Agent
1. Introduction
The Agent module serves as the core execution unit of Chat2Graph, responsible for receiving tasks (Job
), performing specific operations, and returning results. In a multi-agent system, agents undertake the central responsibility of task processing, coordinating the collaborative work of various components through their built-in workflow mechanisms.
Each agent consists of three core components: Profile, Reasoner, and Workflow. The Profile
defines the agent's identity and capability scope, the Reasoner
provides a large language model-based reasoning engine (natural language processing capabilities), while the Workflow
orchestrates the specific task execution process.
The Chat2Graph system features two special types of agents: Leader and Expert.

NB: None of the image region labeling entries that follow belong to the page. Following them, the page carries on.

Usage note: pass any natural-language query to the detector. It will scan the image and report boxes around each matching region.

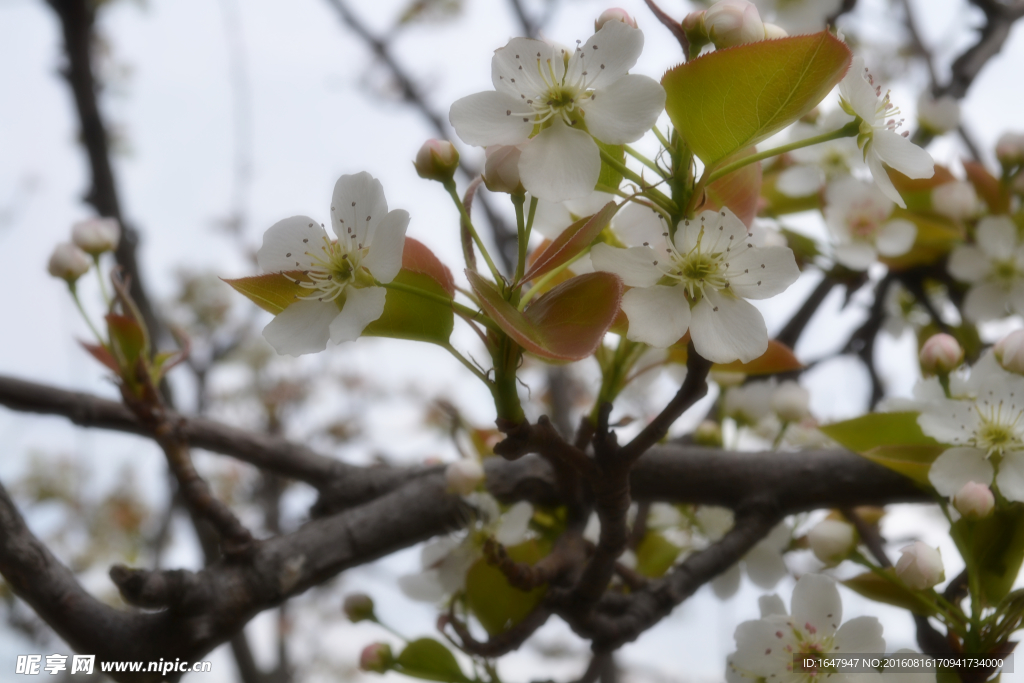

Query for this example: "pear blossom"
[449,20,666,202]
[591,209,800,362]
[726,573,886,683]
[256,172,409,355]
[947,216,1024,323]
[825,176,918,270]
[915,353,1024,501]
[839,57,935,209]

- The Leader agent specializes in task decomposition and coordination. When receiving complex tasks, it breaks them down into subtasks and assigns them to appropriate Experts based on each subtask's characteristics.
- Expert agents focus on domain-specific task processing, with each Expert having clearly defined professional boundaries and execution responsibilities.
2. Design
2.1. Profile
The agent Profile serves as its identity and capability definition, containing the agent's name and description:
- ame: For experts, the profile name serves as an identifier recognized by the leader for task assignment and result tracing, such as querying which Jobs have been assigned to a particular expert.
- description: Details the agent's professional capabilities, task scope, and operational constraints, helping the Leader better assign tasks based on expert configuration information.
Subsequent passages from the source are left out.